Deckert and his family are among the 11,000 residents of Minot, the state’s fourth largest city with a population of 41,000, ordered to evacuate their homes June 22 in the Souris River valley. At that time the U.S. Army Corps of Engineers predicted that the cubic feet per second of water flowing would increase by nine feet, cresting at 1,564.5 feet above sea level by early Sunday morning.

Record rains in Saskatchewan that flooded four reservoirs, one at Lake Darling in North Dakota and three in Canada, caused the flood. The excess water was released into the Souris River that loops down into North Dakota before flowing back into Canada.

Deckert says residents were given 48 hours, then 40 hours and finally just 30 hours to leave their homes. His family was able to move out 95 percent of their belongings. For the most part, the evacuation was completed under sunny skies. “The sunshine was a blessing,” says Deckert.

Four other families in the small Mennonite Brethren congregation of 53 have also evacuated. “In a smaller church like ours, that's pretty huge,” says Deckert. “One of the houses survived, with the water coming up to the house right beside it.”

Deckert and his family live in the church parsonage and so the congregation also worked to prepare their church building for flooding. Volunteers moved the church furnishings from the basement to the main floor, placing things on the stage and on other temporary elevated surfaces. Read an essay by Jessica Vix about the evacuation.
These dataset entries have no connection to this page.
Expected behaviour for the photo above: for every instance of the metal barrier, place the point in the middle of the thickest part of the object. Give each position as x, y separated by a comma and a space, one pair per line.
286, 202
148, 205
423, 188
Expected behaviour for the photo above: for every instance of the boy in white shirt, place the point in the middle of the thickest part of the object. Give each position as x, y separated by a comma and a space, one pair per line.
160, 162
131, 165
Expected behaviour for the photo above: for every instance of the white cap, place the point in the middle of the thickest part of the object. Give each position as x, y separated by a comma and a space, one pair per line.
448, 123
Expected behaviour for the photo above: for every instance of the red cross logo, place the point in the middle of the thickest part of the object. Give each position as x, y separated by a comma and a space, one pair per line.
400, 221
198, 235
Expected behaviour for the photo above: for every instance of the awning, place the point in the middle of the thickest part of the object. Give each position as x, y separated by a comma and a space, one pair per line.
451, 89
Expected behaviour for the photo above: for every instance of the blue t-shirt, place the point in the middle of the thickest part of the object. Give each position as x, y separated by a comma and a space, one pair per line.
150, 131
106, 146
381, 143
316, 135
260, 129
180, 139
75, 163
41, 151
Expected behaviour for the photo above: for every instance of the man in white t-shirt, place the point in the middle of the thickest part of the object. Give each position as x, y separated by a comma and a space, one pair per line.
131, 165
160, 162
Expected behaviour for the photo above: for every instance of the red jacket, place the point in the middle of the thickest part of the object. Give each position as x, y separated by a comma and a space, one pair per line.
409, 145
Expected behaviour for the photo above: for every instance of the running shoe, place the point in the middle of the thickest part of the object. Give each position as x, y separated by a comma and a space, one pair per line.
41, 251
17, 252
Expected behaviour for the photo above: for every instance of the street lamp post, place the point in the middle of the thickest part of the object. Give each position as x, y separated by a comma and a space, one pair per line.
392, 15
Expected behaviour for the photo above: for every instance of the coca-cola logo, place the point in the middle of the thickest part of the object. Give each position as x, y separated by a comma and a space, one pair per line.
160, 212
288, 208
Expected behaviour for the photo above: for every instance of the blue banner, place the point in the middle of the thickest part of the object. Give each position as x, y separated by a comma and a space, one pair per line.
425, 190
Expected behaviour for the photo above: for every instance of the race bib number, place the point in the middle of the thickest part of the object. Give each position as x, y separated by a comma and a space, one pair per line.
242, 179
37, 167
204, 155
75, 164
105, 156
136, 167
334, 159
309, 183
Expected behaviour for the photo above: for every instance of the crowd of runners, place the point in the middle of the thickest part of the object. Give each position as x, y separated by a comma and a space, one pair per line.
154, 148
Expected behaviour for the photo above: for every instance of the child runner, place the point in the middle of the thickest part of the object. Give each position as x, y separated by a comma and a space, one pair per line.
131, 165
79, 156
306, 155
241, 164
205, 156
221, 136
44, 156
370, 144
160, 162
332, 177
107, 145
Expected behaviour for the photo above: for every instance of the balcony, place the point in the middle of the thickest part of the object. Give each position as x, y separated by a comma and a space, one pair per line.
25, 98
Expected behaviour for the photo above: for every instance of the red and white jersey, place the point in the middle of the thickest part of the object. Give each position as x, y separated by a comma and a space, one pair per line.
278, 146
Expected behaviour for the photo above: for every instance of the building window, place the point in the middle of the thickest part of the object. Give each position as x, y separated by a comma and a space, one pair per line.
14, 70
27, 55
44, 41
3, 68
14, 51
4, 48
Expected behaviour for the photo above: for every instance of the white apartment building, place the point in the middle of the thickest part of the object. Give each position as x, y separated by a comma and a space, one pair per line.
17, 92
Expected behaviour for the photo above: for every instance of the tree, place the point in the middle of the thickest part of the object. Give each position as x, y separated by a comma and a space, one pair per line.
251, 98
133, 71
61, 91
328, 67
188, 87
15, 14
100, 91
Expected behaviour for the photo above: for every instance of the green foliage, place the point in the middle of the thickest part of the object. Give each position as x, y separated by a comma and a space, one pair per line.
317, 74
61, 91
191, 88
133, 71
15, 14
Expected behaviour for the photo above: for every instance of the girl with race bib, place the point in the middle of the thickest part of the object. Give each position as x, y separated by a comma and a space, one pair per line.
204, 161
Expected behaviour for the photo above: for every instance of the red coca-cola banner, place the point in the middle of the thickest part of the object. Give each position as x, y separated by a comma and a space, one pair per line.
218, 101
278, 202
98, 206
Deckert estimates that the parsonage and church are standing in six feet of water, which means the congregation will have some decision to make when the waters recede. He thinks the main floor is likely underwater but is not sure where the water line is in relation to the pews.

Meanwhile, Bible Fellowship Church has made arrangements with Immanuel Baptist Church to use their church building through July. The MB congregation will hold worship services Sunday afternoon at 4 pm. Bible Fellowship will also be able to use the Baptist church building for Wednesday night activities during the summer. “We have good relationships with the other churches here in Minot,” says Deckert.

While waters have begun to recede, Minot residents know that it may be a while before they return to their homes. Estimates of when residents can go home vary, says Deckert, and have been as much as three weeks. Reports are that only 220 people are living in the city’s emergency shelter, says Deckert, and that statistic is a tribute to the care residents of this city have for one another. Deckert and his family are living in the basement of another family from the church.

Knowing that the U.S. Mennonite Brethren family is praying for Minot is making a difference, says Deckert. “I have sensed those prayers,” he says. “I have a different outlook on the situation—it doesn’t bother me like you’d think.”